As open source continues to grow in popularity, and profitability, this will undoubtably be an increasingly important issue. While the JBoss code is available for anyone to use, distribute and modify, the trademark is controlled by a single party. The ability to contribute code and participate in the direction of the project is also controlled by the same people who are making it a business venture. Certainly these abilities could be abused to give one party an advantage over other companies or individuals seeking to make money from the code. Withholding the ability to use the trademark, for example, could certainly hinder the ability of other parties to build a business that centers around JBoss.

Free and open source software licenses only protect access to the code itself. Any business based on an open source project will need to be able to advertise and promote itself -- something that could prove difficult if they are unable to use the name of the project in their advertising or marketing materials. Developers who are contributing to other open source projects may wish to ask the owners of those projects to clarify their long-term intentions for the projects. If nothing else, the JBoss situation may prove a cautionary tale for other business-minded open source developers. According to Wilkins, things would have been much different if they had gotten the business aspects taken care of earlier.

...by the time we came to really formalize it, it was too late as Marc owned the trademark, the company, had the client contracts, the www site and the CVS access. So we were had all lost our bargaining positions. If we had formalized it two years earlier before JBoss was really big and was generating significant revenue - the deal would have been substantially different.

(Log in to post comments)

"control of open source project"

Posted Jul 14, 2003 14:09 UTC (Mon) by alanf (guest, #12905) [Link]

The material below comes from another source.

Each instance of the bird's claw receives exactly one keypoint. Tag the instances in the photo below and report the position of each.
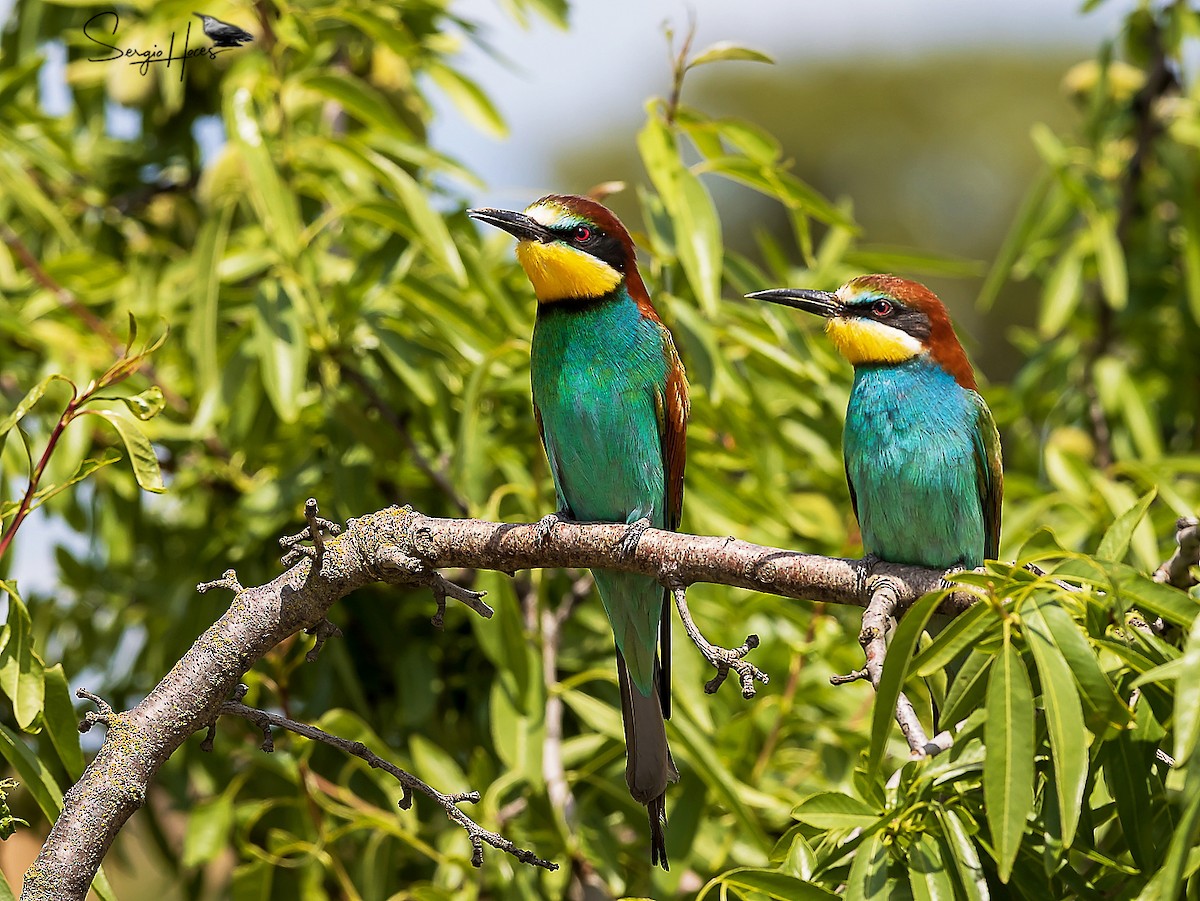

That is an interesting collection of rights:
the trademark, the company, the client contracts, the www site and the CVS access.

Which suggests a way to reward contributions. Form a company owning these and issue shares of this company to source code, documentation or infrastructure contributers. The shares will initially be worthless, but if the project succeeds they could be highly valuable - henced they would act like share options - as an incentive to contribute more. I expect this has already been tried - does anyone know of cases this has been tried?